Centralized View: Provides a single place to access and view artifacts from all your Prow jobs.

Integration with Prow Deck

Spyglass is typically integrated with the Prow Deck UI. When you view a Prow job in Deck, you’ll often see a “Artifacts” tab or section that uses Spyglass to display the job’s outputs.

Use Prow for Continuous Deployment

Prow is quite versatile when it comes to continuous deployment (CD). It can automate a wide range of activities, all within the context of your Kubernetes cluster. Here are some of the common CD actions Prow can handle:

1. Basic Deployments

Rolling Updates: Prow can orchestrate rolling updates to your applications, deploying new versions gradually while minimizing downtime. It can manage the rollout process, monitor the health of new pods, and roll back if issues are detected.
Blue/Green Deployments: Prow can facilitate blue/green deployments, where a new version (green) is deployed alongside the existing version (blue). Traffic is then switched to the green version once it’s verified, and the blue version is eventually decommissioned.
Canary Deployments: Prow can handle canary deployments, where a small portion of traffic is directed to the new version initially. This allows you to test the new version in a production environment with minimal risk before gradually increasing traffic.

2. Configuration Management

ConfigMap and Secret Updates: Prow can automate updates to ConfigMaps and Secrets in your Kubernetes cluster. This is useful for managing application configurations, environment variables, and sensitive data.

3. Image Updates

Triggering Deployments on New Images: Prow can monitor your container image registry and automatically trigger deployments when new images are available. This ensures that your applications are always running the latest versions.

4. Infrastructure Management

Kubernetes Resource Updates: Prow can apply changes to Kubernetes resources (Deployments, Services, Ingresses, etc.) based on your defined configurations. This allows you to manage your infrastructure as code and automate changes.

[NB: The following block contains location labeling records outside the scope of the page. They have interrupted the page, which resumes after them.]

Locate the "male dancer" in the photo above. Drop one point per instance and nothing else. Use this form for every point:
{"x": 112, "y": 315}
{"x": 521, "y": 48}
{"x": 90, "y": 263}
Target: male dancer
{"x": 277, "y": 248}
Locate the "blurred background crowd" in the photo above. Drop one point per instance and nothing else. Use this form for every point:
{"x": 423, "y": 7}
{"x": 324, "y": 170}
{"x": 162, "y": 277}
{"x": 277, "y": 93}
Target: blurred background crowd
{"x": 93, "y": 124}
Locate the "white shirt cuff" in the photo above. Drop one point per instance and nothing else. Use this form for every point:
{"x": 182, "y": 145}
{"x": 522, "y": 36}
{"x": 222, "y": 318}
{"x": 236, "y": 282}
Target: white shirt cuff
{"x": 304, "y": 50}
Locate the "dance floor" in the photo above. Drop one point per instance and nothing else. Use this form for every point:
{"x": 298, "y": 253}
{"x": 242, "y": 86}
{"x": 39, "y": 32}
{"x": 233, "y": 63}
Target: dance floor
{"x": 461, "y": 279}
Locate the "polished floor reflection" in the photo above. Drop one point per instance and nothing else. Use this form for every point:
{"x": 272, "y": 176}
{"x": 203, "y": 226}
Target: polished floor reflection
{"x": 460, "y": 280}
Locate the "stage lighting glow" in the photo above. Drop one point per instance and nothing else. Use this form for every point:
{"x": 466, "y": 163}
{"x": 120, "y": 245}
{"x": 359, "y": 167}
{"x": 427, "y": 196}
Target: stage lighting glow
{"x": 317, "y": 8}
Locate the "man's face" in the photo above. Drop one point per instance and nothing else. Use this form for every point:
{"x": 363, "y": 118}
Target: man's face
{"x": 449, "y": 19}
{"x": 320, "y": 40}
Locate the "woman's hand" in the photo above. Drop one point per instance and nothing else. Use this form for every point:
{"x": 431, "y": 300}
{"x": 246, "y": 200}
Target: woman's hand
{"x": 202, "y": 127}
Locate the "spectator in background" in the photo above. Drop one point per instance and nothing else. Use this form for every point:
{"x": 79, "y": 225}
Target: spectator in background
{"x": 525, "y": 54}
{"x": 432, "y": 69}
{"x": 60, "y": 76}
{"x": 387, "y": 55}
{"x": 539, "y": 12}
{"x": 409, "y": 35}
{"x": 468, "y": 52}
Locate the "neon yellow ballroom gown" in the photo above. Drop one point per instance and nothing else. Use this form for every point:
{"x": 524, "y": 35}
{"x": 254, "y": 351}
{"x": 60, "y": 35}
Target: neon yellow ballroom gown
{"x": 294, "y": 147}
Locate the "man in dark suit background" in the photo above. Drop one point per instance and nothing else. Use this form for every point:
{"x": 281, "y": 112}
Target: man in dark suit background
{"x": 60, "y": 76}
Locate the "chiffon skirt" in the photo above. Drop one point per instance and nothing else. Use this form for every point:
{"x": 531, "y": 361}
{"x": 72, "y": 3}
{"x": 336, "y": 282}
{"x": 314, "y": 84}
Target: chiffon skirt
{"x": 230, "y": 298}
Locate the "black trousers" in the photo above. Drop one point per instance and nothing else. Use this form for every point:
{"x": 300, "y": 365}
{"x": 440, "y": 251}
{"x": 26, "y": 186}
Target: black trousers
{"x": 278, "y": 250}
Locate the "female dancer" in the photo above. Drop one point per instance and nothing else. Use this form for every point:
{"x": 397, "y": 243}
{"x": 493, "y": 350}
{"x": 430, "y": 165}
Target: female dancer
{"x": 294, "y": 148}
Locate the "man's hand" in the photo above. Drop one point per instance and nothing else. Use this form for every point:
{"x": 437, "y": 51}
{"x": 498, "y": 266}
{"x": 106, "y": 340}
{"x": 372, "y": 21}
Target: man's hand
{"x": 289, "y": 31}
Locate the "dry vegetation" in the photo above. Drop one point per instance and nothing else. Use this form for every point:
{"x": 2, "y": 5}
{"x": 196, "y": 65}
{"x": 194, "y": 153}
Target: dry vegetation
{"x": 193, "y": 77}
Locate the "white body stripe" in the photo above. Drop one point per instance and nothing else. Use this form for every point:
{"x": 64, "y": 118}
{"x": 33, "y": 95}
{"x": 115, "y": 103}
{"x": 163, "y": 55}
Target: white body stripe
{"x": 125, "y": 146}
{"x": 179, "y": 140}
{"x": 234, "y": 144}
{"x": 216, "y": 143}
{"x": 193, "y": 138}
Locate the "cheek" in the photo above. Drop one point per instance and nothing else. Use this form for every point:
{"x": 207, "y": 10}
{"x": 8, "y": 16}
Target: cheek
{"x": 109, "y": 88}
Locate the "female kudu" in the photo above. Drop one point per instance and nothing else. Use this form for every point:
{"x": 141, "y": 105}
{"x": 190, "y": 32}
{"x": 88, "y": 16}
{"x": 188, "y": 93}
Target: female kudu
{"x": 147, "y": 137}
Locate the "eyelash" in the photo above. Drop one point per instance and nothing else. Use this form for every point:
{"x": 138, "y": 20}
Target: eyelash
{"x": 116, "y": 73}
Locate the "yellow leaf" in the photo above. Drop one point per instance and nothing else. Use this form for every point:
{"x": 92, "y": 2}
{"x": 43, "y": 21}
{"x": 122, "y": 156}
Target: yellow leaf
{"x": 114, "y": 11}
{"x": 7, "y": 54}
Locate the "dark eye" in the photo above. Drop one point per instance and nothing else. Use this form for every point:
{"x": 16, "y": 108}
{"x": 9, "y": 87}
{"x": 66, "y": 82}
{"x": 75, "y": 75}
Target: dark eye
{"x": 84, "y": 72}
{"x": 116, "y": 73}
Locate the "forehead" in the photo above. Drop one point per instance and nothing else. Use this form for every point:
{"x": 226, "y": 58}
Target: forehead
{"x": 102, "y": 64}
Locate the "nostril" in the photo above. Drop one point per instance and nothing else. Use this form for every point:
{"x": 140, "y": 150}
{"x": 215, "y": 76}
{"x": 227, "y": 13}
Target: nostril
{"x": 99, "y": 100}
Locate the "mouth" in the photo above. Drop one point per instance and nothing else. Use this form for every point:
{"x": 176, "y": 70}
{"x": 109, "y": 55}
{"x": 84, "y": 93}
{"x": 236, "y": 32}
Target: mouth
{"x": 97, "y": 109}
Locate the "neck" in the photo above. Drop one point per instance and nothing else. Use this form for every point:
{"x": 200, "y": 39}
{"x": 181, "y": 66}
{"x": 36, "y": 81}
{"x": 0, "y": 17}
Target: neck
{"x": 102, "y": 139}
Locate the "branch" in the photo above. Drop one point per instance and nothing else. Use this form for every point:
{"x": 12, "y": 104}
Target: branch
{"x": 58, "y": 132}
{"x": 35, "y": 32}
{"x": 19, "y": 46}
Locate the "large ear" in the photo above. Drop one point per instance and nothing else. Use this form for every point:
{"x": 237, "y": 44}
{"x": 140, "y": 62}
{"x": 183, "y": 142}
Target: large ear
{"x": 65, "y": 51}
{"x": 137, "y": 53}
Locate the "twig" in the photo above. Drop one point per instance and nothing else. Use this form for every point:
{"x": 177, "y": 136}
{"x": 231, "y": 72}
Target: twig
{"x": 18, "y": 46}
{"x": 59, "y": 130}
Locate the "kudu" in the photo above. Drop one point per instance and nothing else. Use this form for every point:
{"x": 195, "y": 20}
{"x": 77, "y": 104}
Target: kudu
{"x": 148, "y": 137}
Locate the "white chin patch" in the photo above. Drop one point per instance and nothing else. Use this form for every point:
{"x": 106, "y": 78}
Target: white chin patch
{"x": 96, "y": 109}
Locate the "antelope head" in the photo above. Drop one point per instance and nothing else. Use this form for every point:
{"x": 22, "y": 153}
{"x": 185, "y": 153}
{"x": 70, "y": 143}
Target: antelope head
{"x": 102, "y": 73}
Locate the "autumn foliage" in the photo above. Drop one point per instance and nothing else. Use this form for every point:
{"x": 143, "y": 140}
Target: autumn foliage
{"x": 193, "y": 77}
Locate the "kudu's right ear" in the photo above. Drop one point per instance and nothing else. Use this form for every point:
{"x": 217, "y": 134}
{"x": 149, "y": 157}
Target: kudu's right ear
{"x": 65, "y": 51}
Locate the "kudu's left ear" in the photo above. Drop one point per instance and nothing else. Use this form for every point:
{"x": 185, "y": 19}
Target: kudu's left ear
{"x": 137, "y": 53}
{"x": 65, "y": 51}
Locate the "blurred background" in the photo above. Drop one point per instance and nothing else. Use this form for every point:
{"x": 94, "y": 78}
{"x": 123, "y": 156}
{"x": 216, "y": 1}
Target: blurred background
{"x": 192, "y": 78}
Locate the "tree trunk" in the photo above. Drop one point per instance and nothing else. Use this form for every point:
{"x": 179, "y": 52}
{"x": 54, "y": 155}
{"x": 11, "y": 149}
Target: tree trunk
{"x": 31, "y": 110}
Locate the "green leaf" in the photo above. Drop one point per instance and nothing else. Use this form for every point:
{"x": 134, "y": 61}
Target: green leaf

5. Advanced Deployment Strategies

A/B Testing: Prow can be used to set up A/B testing scenarios, where different versions of your application are deployed and traffic is split between them to compare their performance.
Feature Flags: Prow can integrate with feature flag management systems, allowing you to enable or disable features in your application dynamically without redeploying.

6. Self-Healing and Rollbacks

Automated Rollbacks: Prow can monitor the health of your deployments and automatically roll back to a previous version if issues are detected. This helps to minimize downtime and ensure service reliability.

7. Notifications and Reporting

Deployment Status Updates: Prow can provide notifications and reports on the status of your deployments, keeping you informed about the progress and any potential issues.

How Prow Achieves This

Prow leverages its tight integration with Kubernetes and its plugin system to perform these CD activities. You define your deployment processes in Prow job configurations, and Prow uses Kubernetes to execute those jobs and manage the deployments.

Plugins can further extend Prow’s CD capabilities by integrating with other tools and services, such as service meshes (Istio), monitoring systems, and feature flag platforms.